Marco Tullio Giordana chiude il film con questa morte e fa di Calabresi il protagonista e attore principale (Valerio Mastrandrea in una grande prova d’attore), insieme a Pinelli (Pierfrancesco Favino), di trame ordite attorno a due uomini insieme protagonisti e vittime di un meccanismo più grande di loro, burattini strumento del potere, di interessi e strategie politico-economiche che hanno cavalcato il cambiamento affinché si stringesse il cordone di sicurezza volto al mantenimento dello status quo.
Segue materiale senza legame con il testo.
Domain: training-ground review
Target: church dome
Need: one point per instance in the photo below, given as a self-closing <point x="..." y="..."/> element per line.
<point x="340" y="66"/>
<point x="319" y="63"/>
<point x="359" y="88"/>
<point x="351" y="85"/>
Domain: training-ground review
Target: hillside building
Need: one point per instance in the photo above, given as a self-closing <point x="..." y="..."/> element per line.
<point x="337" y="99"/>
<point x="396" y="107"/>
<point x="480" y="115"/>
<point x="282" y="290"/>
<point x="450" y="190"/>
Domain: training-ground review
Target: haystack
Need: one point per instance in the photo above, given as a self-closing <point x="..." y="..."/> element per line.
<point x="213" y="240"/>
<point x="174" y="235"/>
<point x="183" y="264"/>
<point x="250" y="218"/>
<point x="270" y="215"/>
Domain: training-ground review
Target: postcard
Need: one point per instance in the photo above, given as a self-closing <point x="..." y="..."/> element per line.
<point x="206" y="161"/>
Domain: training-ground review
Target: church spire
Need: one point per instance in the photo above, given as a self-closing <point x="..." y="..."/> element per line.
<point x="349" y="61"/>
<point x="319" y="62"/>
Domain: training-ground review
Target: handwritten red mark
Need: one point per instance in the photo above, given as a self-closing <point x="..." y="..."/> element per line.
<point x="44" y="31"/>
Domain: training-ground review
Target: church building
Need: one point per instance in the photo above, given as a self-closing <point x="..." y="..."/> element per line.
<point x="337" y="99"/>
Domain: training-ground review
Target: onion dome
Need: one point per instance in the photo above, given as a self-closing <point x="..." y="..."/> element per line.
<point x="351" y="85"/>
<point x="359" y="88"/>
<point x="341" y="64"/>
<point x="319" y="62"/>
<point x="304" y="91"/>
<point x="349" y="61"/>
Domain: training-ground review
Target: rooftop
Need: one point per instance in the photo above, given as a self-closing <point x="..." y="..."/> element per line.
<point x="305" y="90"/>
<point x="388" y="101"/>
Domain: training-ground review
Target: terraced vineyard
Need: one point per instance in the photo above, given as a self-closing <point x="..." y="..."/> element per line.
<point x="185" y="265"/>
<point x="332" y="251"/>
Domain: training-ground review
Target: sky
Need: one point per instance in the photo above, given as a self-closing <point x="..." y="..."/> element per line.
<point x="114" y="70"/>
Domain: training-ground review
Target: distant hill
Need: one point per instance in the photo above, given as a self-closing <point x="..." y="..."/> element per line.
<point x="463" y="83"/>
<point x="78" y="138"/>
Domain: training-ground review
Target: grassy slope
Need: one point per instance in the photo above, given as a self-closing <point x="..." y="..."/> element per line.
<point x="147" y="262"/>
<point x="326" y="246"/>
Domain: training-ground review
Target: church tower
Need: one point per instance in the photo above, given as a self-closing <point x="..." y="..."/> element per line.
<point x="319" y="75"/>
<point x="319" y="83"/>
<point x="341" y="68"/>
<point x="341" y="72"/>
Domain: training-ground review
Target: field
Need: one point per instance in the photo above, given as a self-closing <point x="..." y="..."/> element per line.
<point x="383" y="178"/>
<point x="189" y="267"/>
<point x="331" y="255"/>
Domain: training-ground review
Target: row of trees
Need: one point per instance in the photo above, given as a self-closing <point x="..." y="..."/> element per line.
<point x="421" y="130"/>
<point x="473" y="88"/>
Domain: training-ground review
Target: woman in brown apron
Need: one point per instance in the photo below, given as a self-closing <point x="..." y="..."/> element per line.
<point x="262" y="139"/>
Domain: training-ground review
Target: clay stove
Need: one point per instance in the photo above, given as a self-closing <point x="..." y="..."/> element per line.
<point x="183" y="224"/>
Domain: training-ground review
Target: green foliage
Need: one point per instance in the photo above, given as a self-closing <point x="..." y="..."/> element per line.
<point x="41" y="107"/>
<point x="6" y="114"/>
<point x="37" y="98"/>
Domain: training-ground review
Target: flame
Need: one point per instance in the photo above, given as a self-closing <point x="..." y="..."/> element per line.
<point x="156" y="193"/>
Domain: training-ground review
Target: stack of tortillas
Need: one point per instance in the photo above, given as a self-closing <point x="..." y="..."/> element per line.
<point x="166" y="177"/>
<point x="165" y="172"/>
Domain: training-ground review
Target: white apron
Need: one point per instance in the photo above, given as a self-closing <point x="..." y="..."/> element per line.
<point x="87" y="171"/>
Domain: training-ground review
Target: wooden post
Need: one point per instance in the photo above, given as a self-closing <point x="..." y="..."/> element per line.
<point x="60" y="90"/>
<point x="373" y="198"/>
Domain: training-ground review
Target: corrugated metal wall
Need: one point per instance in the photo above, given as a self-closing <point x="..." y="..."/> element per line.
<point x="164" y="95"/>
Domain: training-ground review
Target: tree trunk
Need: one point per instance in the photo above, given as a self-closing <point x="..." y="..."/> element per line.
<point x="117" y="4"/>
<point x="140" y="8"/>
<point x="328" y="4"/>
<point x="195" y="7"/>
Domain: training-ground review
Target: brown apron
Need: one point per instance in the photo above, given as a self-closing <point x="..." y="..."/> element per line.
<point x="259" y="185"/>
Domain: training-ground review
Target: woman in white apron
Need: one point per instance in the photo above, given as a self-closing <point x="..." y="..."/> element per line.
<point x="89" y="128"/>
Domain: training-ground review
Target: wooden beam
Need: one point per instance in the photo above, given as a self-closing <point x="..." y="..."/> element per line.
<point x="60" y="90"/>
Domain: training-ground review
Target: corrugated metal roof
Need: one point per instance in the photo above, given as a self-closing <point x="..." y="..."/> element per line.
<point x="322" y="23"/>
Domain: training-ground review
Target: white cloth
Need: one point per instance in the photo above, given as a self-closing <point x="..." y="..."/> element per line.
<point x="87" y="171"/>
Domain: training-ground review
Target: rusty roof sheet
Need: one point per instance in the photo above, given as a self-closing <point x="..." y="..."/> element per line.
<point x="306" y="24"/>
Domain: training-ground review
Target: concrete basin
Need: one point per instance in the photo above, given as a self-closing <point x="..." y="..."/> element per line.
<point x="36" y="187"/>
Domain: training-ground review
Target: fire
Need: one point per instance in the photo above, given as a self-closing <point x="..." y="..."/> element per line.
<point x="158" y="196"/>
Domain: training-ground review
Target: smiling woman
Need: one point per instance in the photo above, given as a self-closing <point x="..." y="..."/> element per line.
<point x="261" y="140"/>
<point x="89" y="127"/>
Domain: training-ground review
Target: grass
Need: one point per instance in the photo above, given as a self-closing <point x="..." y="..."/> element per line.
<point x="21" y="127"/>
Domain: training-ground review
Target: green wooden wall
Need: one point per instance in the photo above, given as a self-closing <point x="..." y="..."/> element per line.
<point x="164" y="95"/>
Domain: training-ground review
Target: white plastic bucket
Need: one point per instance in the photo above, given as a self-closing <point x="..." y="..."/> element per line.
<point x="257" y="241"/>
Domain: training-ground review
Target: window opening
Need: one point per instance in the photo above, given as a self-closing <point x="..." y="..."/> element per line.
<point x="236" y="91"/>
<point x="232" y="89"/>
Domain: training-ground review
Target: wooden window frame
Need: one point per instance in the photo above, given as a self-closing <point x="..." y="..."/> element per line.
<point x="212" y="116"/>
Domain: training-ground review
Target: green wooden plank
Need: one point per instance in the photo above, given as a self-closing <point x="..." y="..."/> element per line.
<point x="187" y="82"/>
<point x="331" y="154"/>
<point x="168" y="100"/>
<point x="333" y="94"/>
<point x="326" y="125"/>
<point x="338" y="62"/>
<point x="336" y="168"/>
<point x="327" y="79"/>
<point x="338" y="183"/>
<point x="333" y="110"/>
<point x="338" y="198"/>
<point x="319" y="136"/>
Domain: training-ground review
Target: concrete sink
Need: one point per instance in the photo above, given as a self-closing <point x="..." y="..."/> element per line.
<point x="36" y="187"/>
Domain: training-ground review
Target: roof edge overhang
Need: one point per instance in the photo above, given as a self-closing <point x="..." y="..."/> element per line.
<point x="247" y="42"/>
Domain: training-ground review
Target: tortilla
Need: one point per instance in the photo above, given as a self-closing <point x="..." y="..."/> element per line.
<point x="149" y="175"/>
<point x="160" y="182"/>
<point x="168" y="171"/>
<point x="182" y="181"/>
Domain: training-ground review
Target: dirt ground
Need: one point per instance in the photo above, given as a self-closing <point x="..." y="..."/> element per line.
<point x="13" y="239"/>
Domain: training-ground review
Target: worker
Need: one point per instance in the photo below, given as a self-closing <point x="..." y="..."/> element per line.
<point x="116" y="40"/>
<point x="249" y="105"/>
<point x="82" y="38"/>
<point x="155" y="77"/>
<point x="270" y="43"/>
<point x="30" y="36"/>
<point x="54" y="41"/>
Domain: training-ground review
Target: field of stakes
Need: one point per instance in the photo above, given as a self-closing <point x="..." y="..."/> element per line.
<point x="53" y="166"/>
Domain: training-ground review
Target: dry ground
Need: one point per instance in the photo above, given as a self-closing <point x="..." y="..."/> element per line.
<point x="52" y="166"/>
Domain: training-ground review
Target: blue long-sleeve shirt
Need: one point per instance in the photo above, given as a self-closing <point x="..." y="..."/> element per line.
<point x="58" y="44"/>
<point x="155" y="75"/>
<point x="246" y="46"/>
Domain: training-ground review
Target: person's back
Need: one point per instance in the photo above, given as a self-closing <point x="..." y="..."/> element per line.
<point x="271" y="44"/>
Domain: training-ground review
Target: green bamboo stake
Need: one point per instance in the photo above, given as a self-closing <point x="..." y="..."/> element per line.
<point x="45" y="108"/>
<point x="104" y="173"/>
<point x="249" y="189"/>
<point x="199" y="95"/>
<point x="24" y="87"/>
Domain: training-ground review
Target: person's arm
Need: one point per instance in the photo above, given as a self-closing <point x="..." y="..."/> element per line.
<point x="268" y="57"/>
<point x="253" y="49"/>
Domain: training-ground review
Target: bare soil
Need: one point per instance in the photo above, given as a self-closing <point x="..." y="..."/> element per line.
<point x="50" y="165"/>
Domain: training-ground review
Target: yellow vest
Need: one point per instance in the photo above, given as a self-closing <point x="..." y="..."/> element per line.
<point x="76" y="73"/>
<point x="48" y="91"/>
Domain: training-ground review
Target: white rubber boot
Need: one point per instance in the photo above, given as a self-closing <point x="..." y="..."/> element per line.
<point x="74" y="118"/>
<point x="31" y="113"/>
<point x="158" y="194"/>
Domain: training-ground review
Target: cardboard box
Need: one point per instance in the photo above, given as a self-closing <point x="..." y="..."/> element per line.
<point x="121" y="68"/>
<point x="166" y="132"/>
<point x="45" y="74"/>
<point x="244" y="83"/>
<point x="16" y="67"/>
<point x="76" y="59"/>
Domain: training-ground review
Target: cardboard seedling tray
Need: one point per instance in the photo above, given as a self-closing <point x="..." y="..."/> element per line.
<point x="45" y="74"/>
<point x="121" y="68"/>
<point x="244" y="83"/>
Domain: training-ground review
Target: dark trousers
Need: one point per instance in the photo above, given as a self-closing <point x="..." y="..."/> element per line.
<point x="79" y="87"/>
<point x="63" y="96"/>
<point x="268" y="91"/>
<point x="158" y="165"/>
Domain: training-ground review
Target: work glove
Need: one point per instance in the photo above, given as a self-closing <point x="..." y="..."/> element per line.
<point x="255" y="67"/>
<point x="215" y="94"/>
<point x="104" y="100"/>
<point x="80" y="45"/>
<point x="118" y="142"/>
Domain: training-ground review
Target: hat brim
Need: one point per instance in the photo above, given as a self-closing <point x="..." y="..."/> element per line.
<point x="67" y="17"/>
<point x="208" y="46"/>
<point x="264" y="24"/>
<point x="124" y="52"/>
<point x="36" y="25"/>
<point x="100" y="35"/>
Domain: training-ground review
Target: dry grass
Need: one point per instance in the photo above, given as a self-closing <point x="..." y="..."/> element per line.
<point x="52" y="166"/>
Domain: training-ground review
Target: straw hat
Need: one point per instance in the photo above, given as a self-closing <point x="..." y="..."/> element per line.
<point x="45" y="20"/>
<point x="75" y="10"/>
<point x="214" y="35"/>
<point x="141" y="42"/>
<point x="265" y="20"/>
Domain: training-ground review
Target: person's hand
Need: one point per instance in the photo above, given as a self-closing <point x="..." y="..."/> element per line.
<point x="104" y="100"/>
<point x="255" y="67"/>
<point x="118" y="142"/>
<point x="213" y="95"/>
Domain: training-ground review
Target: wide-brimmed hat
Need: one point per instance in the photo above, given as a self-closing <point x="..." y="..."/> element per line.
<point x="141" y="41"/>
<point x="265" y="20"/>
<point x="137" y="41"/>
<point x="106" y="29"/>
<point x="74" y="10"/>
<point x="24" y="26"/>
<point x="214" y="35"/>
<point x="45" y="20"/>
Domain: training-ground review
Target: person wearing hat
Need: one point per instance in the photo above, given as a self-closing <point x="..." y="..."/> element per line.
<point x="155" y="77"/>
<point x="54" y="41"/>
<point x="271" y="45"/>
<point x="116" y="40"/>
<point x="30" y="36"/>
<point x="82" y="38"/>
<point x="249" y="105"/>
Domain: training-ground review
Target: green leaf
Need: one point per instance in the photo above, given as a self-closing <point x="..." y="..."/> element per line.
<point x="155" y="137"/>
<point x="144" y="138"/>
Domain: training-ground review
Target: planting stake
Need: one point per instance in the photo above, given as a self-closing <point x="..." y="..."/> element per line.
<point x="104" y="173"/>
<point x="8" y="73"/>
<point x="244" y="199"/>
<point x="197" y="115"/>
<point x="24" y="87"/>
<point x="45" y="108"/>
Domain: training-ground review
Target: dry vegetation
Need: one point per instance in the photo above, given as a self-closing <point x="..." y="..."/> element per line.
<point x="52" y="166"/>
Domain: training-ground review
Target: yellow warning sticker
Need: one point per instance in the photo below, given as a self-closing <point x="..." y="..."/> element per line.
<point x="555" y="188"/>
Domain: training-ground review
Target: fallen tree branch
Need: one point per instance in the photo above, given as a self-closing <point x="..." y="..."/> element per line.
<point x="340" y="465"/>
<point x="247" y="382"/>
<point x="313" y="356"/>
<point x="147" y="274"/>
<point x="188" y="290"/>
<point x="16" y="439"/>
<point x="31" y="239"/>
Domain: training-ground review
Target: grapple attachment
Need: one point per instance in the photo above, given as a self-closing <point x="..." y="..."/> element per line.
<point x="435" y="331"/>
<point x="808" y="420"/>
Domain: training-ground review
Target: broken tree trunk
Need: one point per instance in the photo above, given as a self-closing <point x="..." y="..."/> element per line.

Non era facile parlare della strage di piazza Fontana e tanto più lo era cercando di essere narratori di anime oltreché cronisti di storia. Marco Tullio Giordana, insieme a Sandro Petraglia e Stefano Rulli, ci è riuscito. Affrontando in veri e propri capitoli titolati, ciascun lato del prisma complesso della cronaca, della Storia, della politica fino a toccare la luce riflessa della verità di una strage. Ma è riuscito a farlo sapendo delineare le ombre di protagonisti e vicende che non hanno etichette di “bene” o di “male” ma che sanno della complessità spesso miserevole della storia umana e sociale di questo mondo. Certe sono le vittime e l’evidenza che non potesse essere un manipolo di anarchici a seminare il terrore e ancora il suggerimento a guardare oltre la storia scritta, alla nudità di prove e testimonianze che lasciano poco spazio ai dubbi. Il film di Giordana è una sceneggiatura e una regia che sa tratteggiare con maestria i chiaroscuri di una vicenda complessa, insieme a un cast d’eccezione che rende l’impegno civile e la passione di raccontare alle vecchie e nuove generazioni una dolorosa pagina di storia che segna il confine di una scelta. Oggi si possono dire e fare i nomi che Pasolini non ha potuto scrivere. Oggi sappiamo e si tratta di scegliere. Il film di Giordana offre un’opportunità imperdibile in tal senso, ricucendo la trama di anni di cronaca, storia, giustizia e politica in un romanzo storico-politico e umano impareggiabile, non sporcato da strumentalizzazioni di parte.